On les appelle les "nez" parce que leur sens olfactif est le premier outil de leur métier…mais les parfumeurs-créateurs sont bien plus qu'un simple organe. Véritables musiciens des odeurs, ces artistes sont les inventeurs de génie des parfums éternels.

Aujourd'hui, ils sont rares les grands noms du parfum qui s'offrent encore le luxe d'un "nez" maison. Seuls Chanel, Guerlain et Jean Patou peuvent se vanter d'un tel privilège. Pour plus de facilité (et parfois par souci d'économie), toutes les autres grandes (et petites) marques font aujourd'hui appel à des laboratoires possédant un nez, chargé de réaliser des parfums à la demande, tous clients confondus. Ce qui ne retire rien à la qualité de leur production, mais ôte à la profession un peu de sa tradition.

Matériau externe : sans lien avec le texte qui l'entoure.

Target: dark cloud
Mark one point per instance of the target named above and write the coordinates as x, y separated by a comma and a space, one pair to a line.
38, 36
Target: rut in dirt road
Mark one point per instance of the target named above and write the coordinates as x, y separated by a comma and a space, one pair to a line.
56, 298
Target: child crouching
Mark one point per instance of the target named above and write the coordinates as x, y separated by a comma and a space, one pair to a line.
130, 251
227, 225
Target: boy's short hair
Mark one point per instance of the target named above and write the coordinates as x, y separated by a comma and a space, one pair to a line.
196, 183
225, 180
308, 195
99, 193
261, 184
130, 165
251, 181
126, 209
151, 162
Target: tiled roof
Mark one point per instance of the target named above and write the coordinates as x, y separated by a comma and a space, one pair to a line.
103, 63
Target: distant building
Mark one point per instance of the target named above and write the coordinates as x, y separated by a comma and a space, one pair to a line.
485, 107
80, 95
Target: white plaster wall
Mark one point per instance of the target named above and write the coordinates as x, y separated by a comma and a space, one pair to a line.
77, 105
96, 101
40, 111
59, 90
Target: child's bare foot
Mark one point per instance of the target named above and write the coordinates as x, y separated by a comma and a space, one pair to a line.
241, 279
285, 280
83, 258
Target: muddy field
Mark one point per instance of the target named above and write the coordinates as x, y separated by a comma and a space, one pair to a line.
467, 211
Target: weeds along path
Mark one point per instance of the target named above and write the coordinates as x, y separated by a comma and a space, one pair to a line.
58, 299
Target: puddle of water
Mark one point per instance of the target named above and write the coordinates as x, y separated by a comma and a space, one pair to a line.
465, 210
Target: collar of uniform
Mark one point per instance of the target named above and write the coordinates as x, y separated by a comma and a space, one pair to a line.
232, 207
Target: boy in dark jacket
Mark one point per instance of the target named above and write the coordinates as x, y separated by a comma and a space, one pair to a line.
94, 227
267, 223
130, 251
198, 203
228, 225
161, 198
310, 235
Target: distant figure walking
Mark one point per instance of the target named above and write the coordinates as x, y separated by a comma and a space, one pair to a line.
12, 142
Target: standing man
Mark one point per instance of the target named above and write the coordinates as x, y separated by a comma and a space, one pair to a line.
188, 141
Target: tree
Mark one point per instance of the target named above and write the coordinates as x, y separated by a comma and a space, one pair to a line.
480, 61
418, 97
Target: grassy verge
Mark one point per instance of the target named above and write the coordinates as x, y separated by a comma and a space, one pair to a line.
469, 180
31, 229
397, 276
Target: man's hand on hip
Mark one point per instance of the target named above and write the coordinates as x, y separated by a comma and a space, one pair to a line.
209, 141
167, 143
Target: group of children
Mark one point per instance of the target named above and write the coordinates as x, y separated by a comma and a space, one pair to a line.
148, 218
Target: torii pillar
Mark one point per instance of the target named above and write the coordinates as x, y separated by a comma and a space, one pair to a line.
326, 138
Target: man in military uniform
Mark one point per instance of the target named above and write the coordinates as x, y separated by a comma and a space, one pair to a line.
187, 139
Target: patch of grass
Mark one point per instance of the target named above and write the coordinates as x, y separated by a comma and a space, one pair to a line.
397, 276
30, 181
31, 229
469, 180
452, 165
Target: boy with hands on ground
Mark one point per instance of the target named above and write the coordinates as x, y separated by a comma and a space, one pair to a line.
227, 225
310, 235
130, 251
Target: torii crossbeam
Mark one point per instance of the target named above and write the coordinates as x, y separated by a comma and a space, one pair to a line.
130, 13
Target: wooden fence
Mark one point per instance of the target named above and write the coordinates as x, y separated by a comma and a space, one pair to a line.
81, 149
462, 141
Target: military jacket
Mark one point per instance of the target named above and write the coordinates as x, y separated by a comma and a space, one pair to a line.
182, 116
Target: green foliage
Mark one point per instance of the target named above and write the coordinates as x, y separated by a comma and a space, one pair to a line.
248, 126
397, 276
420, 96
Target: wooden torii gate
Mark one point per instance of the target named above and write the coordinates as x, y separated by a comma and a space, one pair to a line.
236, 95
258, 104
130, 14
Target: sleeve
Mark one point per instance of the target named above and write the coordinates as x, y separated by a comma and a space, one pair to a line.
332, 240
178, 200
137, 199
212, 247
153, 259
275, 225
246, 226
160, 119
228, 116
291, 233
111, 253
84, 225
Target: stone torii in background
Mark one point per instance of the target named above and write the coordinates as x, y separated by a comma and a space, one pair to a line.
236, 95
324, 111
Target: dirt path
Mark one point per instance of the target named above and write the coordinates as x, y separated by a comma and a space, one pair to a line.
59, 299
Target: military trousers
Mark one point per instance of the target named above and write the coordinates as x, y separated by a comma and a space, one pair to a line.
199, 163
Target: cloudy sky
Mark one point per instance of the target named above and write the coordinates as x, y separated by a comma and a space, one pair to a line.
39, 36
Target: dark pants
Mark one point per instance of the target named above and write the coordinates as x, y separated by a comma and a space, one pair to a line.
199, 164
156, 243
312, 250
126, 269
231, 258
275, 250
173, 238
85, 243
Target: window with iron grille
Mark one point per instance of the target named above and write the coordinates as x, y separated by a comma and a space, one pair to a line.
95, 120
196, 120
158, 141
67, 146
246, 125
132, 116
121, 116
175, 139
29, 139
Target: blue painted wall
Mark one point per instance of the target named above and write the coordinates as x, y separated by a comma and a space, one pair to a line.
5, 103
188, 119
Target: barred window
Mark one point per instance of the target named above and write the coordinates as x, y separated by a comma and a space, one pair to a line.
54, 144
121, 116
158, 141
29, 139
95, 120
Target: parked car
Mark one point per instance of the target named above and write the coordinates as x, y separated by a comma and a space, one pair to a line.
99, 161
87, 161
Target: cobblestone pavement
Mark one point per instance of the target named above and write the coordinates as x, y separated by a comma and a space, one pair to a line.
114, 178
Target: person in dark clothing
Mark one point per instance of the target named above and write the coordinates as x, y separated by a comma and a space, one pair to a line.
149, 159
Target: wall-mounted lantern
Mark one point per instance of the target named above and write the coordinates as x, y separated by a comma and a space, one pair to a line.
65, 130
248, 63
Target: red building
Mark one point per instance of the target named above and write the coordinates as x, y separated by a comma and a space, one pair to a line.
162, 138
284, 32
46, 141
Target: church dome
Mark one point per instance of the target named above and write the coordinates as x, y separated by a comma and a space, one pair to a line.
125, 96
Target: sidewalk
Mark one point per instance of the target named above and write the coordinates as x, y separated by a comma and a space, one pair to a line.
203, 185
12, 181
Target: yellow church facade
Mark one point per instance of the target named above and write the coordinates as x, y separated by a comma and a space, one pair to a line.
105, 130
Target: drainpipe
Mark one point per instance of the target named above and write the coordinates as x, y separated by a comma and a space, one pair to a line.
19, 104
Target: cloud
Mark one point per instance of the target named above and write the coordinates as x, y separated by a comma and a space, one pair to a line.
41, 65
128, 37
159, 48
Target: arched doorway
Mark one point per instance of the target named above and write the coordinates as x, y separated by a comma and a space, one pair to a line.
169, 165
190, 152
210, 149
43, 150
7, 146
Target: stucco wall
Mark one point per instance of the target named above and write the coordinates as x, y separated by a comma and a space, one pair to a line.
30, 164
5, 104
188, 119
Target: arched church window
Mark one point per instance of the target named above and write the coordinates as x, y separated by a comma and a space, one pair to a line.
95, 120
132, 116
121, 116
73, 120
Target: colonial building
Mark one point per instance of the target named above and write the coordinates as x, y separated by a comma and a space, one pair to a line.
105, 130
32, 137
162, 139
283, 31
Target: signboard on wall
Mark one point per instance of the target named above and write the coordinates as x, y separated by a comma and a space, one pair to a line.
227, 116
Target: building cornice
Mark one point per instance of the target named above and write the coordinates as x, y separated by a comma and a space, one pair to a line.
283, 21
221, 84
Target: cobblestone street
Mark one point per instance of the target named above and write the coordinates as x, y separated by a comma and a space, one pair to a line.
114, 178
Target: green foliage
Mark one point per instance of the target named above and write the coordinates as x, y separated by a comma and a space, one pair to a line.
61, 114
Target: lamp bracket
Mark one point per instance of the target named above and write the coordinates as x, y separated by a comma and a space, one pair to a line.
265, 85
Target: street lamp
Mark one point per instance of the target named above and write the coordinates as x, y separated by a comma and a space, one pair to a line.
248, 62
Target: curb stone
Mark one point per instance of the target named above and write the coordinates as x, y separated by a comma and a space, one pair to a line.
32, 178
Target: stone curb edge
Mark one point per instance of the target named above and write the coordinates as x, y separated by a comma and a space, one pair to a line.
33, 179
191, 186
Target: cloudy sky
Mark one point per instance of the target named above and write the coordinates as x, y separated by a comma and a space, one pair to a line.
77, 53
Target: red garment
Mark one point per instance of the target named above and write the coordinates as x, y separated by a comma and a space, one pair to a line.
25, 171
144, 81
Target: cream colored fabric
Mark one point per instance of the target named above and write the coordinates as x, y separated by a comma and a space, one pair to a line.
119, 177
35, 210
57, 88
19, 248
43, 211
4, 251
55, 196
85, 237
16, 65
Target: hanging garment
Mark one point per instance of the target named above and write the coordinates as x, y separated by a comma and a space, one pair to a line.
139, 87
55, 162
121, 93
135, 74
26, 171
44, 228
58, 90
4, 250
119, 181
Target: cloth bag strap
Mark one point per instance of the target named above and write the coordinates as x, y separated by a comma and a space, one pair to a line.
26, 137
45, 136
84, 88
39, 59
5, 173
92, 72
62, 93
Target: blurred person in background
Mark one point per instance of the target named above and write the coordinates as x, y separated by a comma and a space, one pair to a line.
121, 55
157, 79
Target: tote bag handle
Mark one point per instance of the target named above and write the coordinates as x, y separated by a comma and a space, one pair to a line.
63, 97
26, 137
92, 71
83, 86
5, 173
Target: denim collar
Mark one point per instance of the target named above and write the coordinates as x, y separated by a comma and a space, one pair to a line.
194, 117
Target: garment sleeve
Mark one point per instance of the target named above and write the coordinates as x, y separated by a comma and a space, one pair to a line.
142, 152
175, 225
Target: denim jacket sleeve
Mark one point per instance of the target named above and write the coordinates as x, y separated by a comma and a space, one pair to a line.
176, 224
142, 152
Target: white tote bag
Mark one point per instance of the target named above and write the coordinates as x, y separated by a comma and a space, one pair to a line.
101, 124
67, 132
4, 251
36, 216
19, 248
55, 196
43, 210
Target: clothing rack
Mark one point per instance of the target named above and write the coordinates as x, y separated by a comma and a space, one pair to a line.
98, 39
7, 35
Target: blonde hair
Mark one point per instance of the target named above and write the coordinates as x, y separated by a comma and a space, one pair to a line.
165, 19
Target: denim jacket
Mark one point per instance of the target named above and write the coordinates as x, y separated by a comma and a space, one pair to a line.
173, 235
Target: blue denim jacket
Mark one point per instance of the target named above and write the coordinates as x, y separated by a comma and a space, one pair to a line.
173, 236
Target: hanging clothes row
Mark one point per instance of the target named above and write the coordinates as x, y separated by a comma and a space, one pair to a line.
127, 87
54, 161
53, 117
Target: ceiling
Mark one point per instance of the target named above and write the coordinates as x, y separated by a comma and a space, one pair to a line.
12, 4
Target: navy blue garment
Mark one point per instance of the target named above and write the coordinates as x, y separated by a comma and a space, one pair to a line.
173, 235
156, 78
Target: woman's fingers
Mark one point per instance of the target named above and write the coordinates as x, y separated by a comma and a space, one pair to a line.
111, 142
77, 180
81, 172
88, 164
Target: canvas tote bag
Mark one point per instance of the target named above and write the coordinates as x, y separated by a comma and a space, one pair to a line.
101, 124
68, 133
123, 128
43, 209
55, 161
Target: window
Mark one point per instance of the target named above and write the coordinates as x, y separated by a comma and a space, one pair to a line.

Mais comment devient-on un nez ?

"Tout le monde a plus ou moins une aptitude potentielle à ce métier, explique Jean Kerléo, parfumeur-créateur chez Jean Patou depuis 1967. S'il suffisait de "bien respirer", 80% des gens pourraient devenir un nez. La sélection s'opère par la suite…Car il faut d'abord de l'intérêt, puis de la passion pour ce monde des senteurs. L'apprentissage est long, ardu et ingrat. Il faut assimiler des centaines, puis des milliers d'odeurs qui, il faut bien l'avouer, ne sentent pas toujours très bon !
Et c'est là qu'interviennent deux autres facteurs décisifs pour la poursuite dans cette voie : la mémoire et l'imaginaire. Une grande partie des candidats découragés en route ne seront pas parfumeurs mais, par exemple, directeurs de marketing, avec des connaissances suffisantes en matière de parfum pour savoir de quoi ils parlent. Faire ses gammes est le plus dur de l'apprentissage..."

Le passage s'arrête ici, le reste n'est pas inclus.